Zu ihnen gehört auch der 71-jährige Dr. Richard I. Nachdem der Mediziner schon jahrzehntelang immer wieder unter Schmerzen gelitten hatte, wurde bei ihm Anfang 2011 ein gutartiger Tumor im rechten Oberkiefer diagnostiziert und entfernt. Doch bereits Ende des Jahres trat die Geschwulst an derselben Stelle wieder auf und I. musste erneut operiert werden. "Offenbar war der Herd auch diesmal nicht vollständig beseitigt, denn fünf Jahre später bekam ich erneut Beschwerden in dem Bereich", erinnert sich der Patient.

Verfahren auch für komplizierte Fälle, wie Dr. Richard I.

Diesmal wandte sich I. an die MHH-Klinik für Mund-, Kiefer- und Gesichtschirurgie. Dort wurde ihm im Oktober 2016 in einer weiteren Operation der halbe Oberkiefer entfernt. Der entstandene Raum wurde vorübergehend mit Weichteilgewebe gefüllt.

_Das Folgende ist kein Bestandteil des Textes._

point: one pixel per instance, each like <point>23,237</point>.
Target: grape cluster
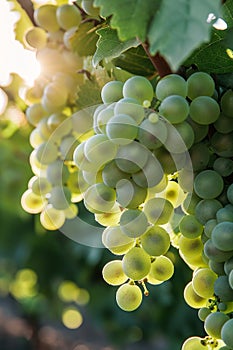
<point>54,188</point>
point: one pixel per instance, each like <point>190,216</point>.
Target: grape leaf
<point>135,61</point>
<point>109,46</point>
<point>89,94</point>
<point>22,24</point>
<point>83,42</point>
<point>176,36</point>
<point>130,17</point>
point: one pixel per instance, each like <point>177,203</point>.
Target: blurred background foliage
<point>52,295</point>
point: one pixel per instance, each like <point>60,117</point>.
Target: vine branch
<point>158,62</point>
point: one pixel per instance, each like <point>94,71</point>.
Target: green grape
<point>103,117</point>
<point>180,138</point>
<point>190,227</point>
<point>222,289</point>
<point>162,269</point>
<point>190,202</point>
<point>215,254</point>
<point>133,222</point>
<point>223,124</point>
<point>152,135</point>
<point>227,103</point>
<point>174,108</point>
<point>136,263</point>
<point>131,107</point>
<point>192,298</point>
<point>67,146</point>
<point>200,84</point>
<point>40,185</point>
<point>155,241</point>
<point>129,297</point>
<point>223,166</point>
<point>139,88</point>
<point>47,153</point>
<point>230,193</point>
<point>158,210</point>
<point>36,38</point>
<point>111,174</point>
<point>151,174</point>
<point>214,323</point>
<point>32,203</point>
<point>208,184</point>
<point>222,236</point>
<point>57,173</point>
<point>112,91</point>
<point>227,334</point>
<point>99,198</point>
<point>203,312</point>
<point>60,197</point>
<point>45,17</point>
<point>121,129</point>
<point>200,131</point>
<point>204,110</point>
<point>209,226</point>
<point>113,273</point>
<point>206,209</point>
<point>99,150</point>
<point>116,241</point>
<point>51,218</point>
<point>200,156</point>
<point>203,282</point>
<point>129,195</point>
<point>222,144</point>
<point>132,157</point>
<point>171,84</point>
<point>68,16</point>
<point>193,343</point>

Da bei dem Patienten auf der rechten Seite nun überhaupt kein Oberkieferknochen mehr vorhanden war, mussten die Chirurgen in diesem Fall ausnahmsweise doch einen Knochenaufbau durchführen, um wenigstens eine minimale Basis für das Gerüstimplantat zu schaffen.

Nachdem die Knochenstückchen aus dem Beckenkamm eingewachsen waren, konnte im Mai 2018 das Gerüst eingesetzt werden. "Zurzeit habe ich noch einen provisorischen Zahnersatz und gewöhne mich daran, wieder beidseitig zu kauen", erzählt I. In den nächsten Wochen soll er dann seine endgültigen Zähne bekommen. "Ich bin optimistisch, dass mein Problem dann endgültig gelöst ist."

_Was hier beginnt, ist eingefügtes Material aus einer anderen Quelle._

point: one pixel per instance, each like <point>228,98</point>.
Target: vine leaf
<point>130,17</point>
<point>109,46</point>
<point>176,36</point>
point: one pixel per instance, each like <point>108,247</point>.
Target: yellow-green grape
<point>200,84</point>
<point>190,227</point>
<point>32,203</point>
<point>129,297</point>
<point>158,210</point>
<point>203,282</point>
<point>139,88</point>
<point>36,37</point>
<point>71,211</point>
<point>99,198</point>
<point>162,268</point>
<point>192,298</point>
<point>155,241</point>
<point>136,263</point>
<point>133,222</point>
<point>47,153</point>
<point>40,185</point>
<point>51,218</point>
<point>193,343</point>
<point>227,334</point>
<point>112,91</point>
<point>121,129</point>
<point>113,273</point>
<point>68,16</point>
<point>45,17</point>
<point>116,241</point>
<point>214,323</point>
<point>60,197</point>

Gerüstimplantat ist auch für die Rekonstruktion der Augenhöhle geeignet

Das funktionsstabile Gerüstimplantat hat laut Gellrich zwei weitere große Vorteile: "Zum einen kann jeder erfahrene Zahnarzt in einer niedergelassenen Praxis damit umgehen und die Zähne in die Implantat Pfosten setzen. Und zum anderen können die Zähne und auch das gesamte Gerüst jederzeit wieder entfernt werden, falls es zu erneuten Komplikationen kommt."

Der MKG-Chirurg setzt das Verfahren seit vielen Jahren auch zur Rekonstruktion der Augenhöhle ein – auf diesem Gebiet gibt es bereits zahlreiche Nachahmer in USA, Australien und Mexiko, die sich ihr Know-how in Hannover geholt haben. "In der Methode steckt der Kerngedanke der individualisierten Medizin, sie wäre durchaus auch auf andere chirurgische Bereiche übertragbar", sagt Gellrich.